In the worst case every pointer in the system can point to a the same object and hence the refCount field is typically pointer sized so that it can store all the reference’s count. However, in reality this is seldom the case and being so conservative might result in a lot of space overhead per object. Say for a 32 bit system it means storing a 32 bit value for every object. For small sized objects that can mean upto 50% overhead.


To handle this a conservative estimate can be made to the maximum number of reference that an object can have. Let’s assume it to be 256. This needs a refcount field of 8 bits (1 byte) and that is stored in the object header. Post this the refcount is made as follows

void RefCountIncrement(Object obj)
{
if(obj.refCount < 256)
++obj.refCount;
}

void RefCountDecrement(Object obj)
{
if(obj.refCount < 256)
--obj.refCount;
}


The above algorithm allows correct refcounting for all objects whose refcount never goes upto 256. The moment it does it’s refcount sticks to 256 and is never incremented or decremented. Typically these objects are fairly smaller in number but if they exist they are not reclaimed (sticks to the system). Once such accumulations of these happen in significant number (which will take a lot of time) a backup tracing GC is run to sweep the memory of these objects.

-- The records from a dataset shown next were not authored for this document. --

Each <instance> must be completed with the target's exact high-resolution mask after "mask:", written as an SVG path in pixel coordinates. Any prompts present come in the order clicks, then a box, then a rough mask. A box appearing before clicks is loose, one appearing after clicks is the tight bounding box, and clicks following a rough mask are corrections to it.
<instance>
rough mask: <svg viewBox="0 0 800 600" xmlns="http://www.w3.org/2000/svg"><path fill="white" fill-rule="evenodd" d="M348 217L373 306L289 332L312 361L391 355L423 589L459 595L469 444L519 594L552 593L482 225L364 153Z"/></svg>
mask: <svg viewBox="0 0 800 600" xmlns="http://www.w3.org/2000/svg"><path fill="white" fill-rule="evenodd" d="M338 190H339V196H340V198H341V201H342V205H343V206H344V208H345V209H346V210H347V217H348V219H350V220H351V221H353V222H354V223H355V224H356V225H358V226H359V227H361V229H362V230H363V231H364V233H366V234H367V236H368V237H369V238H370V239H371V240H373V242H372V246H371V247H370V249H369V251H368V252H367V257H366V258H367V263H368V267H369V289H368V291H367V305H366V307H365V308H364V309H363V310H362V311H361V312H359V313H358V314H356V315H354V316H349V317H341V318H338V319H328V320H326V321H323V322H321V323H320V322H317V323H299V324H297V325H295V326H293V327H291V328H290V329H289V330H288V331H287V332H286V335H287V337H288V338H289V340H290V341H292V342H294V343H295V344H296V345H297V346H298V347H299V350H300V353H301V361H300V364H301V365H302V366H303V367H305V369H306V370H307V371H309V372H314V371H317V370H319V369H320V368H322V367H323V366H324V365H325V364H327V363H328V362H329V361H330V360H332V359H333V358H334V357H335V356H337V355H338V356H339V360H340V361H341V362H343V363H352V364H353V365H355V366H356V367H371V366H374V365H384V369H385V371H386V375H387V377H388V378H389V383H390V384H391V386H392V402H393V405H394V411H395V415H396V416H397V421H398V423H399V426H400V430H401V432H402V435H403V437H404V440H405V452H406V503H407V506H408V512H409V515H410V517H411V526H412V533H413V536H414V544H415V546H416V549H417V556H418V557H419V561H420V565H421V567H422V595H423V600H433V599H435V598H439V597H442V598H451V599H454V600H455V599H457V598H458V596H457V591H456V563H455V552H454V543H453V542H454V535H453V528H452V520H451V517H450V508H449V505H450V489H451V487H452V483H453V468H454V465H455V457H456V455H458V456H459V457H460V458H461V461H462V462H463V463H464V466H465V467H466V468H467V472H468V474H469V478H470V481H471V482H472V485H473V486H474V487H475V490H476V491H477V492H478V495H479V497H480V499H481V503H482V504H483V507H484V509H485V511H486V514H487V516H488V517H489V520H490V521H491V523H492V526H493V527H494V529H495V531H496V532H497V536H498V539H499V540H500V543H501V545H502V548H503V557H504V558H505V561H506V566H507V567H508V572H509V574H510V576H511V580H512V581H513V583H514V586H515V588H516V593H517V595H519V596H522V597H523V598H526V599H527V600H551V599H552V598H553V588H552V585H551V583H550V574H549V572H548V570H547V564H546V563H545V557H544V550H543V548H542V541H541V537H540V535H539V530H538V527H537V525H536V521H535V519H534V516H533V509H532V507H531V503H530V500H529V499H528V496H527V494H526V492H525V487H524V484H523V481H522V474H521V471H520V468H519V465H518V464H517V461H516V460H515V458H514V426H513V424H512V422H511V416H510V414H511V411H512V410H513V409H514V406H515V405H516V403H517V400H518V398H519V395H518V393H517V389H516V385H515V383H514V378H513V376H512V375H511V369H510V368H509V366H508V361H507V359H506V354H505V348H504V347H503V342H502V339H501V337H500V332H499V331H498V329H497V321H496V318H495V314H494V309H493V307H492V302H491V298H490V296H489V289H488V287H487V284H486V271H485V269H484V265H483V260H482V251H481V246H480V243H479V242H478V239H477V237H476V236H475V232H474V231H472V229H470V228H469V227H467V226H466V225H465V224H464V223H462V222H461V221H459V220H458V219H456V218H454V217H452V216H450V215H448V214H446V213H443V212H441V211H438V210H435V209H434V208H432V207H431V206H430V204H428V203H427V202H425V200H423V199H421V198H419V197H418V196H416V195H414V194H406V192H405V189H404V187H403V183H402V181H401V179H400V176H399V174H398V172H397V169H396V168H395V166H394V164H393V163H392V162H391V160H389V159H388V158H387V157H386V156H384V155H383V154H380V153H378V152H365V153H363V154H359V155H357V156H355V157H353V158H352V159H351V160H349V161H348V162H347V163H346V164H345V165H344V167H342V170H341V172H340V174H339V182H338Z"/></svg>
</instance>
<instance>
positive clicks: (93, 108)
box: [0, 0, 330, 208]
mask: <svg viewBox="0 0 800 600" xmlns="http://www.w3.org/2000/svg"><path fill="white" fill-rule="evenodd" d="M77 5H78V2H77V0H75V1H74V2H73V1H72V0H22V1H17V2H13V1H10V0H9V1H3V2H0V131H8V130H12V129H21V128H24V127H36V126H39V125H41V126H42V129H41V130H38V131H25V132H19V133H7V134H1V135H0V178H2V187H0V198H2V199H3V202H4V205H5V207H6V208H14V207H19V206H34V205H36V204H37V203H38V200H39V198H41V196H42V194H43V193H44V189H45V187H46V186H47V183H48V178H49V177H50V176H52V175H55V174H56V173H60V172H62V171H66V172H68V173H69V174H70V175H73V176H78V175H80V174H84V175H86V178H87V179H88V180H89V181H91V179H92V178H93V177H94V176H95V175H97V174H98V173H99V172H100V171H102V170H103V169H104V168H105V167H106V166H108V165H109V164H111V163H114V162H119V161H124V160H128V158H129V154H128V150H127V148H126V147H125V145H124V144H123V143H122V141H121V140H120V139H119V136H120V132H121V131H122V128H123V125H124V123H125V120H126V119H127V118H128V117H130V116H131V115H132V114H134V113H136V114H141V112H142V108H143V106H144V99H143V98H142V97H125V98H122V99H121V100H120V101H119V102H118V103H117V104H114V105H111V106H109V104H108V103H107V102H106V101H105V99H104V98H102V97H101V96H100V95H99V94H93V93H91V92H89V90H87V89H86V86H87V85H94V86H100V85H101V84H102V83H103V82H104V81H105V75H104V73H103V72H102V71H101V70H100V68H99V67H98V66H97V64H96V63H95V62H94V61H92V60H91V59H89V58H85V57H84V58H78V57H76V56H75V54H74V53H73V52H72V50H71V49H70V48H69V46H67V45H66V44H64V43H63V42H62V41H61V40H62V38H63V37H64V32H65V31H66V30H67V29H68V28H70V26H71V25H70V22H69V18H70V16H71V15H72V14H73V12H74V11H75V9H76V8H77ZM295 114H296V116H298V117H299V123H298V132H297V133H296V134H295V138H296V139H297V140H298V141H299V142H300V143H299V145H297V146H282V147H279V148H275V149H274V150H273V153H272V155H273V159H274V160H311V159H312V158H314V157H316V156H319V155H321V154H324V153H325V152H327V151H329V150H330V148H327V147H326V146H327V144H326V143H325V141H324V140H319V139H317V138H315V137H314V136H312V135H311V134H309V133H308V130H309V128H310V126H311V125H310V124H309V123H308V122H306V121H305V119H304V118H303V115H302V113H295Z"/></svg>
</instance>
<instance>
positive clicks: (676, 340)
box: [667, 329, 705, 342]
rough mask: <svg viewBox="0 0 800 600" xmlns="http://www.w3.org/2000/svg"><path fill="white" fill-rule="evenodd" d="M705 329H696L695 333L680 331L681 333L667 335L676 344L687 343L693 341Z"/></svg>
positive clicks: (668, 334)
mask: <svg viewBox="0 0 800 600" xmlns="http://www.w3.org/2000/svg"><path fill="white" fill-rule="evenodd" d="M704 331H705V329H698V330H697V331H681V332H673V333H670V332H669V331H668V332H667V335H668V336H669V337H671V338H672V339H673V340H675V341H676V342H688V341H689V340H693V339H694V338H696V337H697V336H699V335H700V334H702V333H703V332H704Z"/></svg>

Why use backup mark-sweep GC as backup?


A bunch of the solutions mentioned above use mark-sweep GC as a solution. The question is if they are to be used then why not completely switch to mark-sweep and dump refcounting. The main reason is that refcounting act an an optimization for mark-sweep GC reducing system pauses (remember they typically halt execution completely) introduced by them and making them run less often.